We’ve dubbed this our karpas salad, named after the spring herbs and bitter greens served at a Passover seder, but we make it all year-round. It also features dates, pine nuts, pomegranate seeds, and a bright lemon dressing—a terrific mix.
SERVES 8 AS A SIDE
½ cup pine nuts
6 ounces baby arugula
Leaves from 2 bunches fresh flat-leaf parsley (about 4 cups)
Leaves from 1 bunch cilantro (about 2 cups)

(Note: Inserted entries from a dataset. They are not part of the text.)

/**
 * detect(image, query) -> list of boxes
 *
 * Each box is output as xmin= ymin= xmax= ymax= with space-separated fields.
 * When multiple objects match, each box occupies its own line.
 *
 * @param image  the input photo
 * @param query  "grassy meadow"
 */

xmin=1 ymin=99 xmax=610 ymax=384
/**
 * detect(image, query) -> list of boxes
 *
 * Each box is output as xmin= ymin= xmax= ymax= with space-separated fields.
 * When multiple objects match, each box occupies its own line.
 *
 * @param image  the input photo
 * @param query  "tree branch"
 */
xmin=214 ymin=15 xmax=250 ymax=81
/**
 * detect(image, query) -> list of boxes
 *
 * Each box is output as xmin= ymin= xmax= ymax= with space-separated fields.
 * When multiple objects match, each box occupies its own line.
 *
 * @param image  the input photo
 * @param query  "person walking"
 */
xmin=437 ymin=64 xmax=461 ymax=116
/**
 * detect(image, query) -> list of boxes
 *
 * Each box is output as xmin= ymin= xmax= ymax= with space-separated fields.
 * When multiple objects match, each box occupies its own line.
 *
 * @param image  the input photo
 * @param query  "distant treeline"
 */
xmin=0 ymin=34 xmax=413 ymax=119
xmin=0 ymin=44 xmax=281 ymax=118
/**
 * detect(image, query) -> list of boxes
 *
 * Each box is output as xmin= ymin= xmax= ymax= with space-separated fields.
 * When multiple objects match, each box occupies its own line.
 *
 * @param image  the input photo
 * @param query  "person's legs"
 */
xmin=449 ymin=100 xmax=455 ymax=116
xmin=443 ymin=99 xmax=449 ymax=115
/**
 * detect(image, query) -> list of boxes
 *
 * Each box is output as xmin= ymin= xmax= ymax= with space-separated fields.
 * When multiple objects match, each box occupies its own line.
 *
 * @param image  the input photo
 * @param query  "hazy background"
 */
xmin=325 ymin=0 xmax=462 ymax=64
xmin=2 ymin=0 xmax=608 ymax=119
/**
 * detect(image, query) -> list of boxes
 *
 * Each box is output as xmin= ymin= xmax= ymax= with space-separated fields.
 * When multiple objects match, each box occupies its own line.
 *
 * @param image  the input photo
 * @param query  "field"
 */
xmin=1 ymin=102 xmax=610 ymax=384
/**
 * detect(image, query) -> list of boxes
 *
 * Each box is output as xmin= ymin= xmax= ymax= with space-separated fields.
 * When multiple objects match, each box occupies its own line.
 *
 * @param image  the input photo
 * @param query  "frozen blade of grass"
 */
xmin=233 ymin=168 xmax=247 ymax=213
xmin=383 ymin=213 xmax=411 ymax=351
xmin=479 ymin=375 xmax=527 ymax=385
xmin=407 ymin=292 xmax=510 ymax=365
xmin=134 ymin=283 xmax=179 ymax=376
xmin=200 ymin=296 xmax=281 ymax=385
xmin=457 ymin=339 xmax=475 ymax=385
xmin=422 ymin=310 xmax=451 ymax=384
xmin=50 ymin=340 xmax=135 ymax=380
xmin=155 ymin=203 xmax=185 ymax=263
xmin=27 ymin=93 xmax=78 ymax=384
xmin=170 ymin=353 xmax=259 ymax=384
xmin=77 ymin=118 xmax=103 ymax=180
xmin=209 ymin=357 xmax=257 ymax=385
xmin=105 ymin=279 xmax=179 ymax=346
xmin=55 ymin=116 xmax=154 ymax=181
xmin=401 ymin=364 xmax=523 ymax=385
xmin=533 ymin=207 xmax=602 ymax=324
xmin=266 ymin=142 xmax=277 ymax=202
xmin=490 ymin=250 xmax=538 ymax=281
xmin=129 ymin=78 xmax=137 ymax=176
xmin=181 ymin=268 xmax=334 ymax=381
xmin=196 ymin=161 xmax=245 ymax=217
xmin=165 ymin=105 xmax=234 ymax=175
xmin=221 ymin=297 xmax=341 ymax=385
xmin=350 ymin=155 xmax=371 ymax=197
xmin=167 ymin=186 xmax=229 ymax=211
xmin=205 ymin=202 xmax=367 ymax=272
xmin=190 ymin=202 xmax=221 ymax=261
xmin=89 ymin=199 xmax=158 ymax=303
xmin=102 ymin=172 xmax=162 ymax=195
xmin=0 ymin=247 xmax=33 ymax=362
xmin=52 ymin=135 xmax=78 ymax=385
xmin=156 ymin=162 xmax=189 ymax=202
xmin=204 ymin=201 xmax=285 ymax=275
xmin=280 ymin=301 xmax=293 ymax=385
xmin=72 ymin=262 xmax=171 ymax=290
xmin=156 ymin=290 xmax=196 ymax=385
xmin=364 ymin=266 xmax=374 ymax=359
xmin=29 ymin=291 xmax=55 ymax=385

½ cup fresh chives cut into ⅛-inch lengths
¾ cup dried pitted dates, thinly sliced
1½ cups pomegranate seeds (about 2 pomegranates)
Fresh dill to garnish.
2 to 3 tablespoons lemon juice
3 tablespoons extra-virgin olive oil
Kosher salt and freshly ground black pepper
In a small skillet, toast the pine nuts over low heat, watching carefully and stirring often, until golden, about 3 minutes. Transfer to a small bowl and let cool.
In a large bowl, combine the arugula, parsley, cilantro, and chives. Add the pine nuts and dates and toss.
To make the dressing, whisk the lemon juice (to taste) and olive oil together in a small bowl. Season with salt and pepper. Just before serving, toss the salad with the dressing. Sprinkle with the pomegranate seeds and dill to garnish. Adjust the seasoning, and serve.